A forjar esa nueva mirada, o a afianzarla, le ayuda la estancia en Toledo y Ronda, lugares suspendidos sobre el abismo, donde todo transcurre en lo portentoso, donde se progresa con el asombro, donde la montaña es la montaña de la revelación y la ciudad es del cielo y de la tierra, pues está realmente en ambos y atraviesa todo lo existente. Es tentador citar párrafos y párrafos de las cartas de ese viaje (a Rodin, a Lou, a la princesa). “España me da mucho”, escribe en una de ellas. Y ya lejos, en 1915 : “El paisaje español […], Toledo, ha llevado hasta el extremo esta manera de ser mía; en cuanto a que allí la misma cosa exterior: torre, montaña, puente, poseía ya a la vez la inaudita e insuperable intensidad del equivalente interior, mediante el cual se hubiera podido representar. Apariencia y visión coincidían a la vez, por todas partes […], como si un ángel, que abarca el espacio, estuviera ciego y mirase dentro de sí mismo. Este mundo, mirado ya no desde el hombre, sino en el ángel, es quizá mi verdadera tarea”.

En Toledo escribe casi toda la elegía sexta y algunos versos de la novena. Después el poemario podría haberse ido completando en París, pero la Primera Guerra Mundial —para él, “la gran ruptura del mundo”—, que en gran parte pasó en Múnich —imborrable el recuerdo de Zweig, cuando se lo encuentra movilizado y vestido de uniforme militar—, lo sacudió y entumeció durante años. Hasta 1921, ya recluido en Muzot.

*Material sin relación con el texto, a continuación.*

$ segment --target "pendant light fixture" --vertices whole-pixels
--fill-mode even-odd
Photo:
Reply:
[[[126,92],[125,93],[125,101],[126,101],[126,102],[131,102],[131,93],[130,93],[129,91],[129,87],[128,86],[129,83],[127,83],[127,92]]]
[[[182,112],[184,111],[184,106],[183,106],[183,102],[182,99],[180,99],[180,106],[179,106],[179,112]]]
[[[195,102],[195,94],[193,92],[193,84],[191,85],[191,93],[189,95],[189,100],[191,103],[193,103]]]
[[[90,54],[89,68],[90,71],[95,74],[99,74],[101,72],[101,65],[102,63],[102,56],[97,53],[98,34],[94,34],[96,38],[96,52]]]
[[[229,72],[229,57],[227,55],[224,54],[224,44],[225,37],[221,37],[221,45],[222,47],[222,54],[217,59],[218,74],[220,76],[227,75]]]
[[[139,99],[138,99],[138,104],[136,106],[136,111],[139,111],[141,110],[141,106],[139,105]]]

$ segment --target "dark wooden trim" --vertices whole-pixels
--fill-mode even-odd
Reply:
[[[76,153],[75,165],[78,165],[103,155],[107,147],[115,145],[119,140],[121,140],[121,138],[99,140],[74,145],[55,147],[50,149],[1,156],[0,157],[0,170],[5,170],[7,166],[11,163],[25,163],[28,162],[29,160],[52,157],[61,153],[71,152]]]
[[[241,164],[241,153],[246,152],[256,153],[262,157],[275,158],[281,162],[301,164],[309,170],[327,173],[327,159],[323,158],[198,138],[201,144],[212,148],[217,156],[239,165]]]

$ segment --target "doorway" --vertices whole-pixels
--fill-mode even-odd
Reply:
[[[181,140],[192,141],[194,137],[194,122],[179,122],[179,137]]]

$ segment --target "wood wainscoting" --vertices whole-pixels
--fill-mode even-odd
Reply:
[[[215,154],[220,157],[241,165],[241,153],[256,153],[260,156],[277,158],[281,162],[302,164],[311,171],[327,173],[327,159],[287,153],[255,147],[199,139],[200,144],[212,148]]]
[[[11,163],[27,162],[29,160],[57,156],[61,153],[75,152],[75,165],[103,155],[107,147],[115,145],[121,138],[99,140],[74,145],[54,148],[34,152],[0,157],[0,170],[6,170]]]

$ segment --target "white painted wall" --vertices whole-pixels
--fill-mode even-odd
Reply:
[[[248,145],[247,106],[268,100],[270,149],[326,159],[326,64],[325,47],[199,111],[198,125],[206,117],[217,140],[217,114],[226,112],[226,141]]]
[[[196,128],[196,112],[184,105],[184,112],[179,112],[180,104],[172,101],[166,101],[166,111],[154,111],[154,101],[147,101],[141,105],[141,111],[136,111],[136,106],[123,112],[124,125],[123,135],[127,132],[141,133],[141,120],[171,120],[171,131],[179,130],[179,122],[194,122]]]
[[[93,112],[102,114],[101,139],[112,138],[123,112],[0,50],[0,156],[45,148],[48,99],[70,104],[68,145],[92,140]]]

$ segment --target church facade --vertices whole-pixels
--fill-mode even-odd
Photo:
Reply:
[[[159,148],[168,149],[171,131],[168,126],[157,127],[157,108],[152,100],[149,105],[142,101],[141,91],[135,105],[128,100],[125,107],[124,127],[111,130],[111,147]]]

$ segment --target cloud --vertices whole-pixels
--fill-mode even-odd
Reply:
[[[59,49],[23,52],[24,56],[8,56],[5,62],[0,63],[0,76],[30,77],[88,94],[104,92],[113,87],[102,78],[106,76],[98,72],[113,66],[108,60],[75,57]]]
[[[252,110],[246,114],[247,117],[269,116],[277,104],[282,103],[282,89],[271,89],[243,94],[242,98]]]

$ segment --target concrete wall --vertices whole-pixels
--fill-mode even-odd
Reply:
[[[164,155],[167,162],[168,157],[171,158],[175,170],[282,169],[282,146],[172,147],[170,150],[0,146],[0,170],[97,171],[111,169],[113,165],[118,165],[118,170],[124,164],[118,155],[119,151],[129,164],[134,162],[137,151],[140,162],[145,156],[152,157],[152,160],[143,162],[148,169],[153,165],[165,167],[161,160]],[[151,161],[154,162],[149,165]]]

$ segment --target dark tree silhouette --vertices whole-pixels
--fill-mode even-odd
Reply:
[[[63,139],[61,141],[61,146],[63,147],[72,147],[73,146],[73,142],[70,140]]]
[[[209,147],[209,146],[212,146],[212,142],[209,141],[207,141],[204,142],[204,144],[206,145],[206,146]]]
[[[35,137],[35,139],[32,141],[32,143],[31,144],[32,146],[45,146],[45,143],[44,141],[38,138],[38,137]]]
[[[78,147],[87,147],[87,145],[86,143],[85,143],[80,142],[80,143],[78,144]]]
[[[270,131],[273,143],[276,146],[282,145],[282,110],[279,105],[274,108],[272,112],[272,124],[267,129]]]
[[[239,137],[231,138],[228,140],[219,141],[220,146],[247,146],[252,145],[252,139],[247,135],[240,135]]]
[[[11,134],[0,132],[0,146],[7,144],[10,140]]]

Y aún más sorprendente: cuando ya ultimaba las Elegías, brotan, sin plan preconcebido y sin espera, los Sonetos a Orfeo —que para nosotros tradujo Carlos Barral— y hechos de la misma sustancia que aquellas.

La desviación de Rilke respecto de las dos grandes corrientes poéticas del momento, la que arranca de Mallarmé y —con la excepción de Trakl, a quien lee deslumbrado precisamente en 1915— la que perpetuaba una lírica germana por entonces esclerotizada —“colección de instrumentos de tortura para uso escolar”, la calificó Musil en el Discurso de Homenaje a Rilke (1927)—, por haberlas superado y consumado ambas en su trayectoria anterior, así como su peculiar irreverencia o libertad en el trato con la propia lengua alemana, su múltiple excentricidad, explicarían el interés que la poesía rilkeana suscitó en España y Rusia.

Luis Cernuda habló de la sorpresa mágica que sintió al descubrir las Elegías, se emociona al fabular un posible cruce por las calles de Sevilla cuando el poeta estuvo allí, y reconoce la filiación entrañable, el estímulo profundo de su obra a lo largo de los años. Rosa Chacel la aborda en la tercera parte de su ensayo Saturnal (1972), encabezada con el verso “Todo está, tal vez, regido por una vasta maternidad”.

Ana Rodríguez Fischer es catedrática de Literatura Española en la Universidad de Barcelona.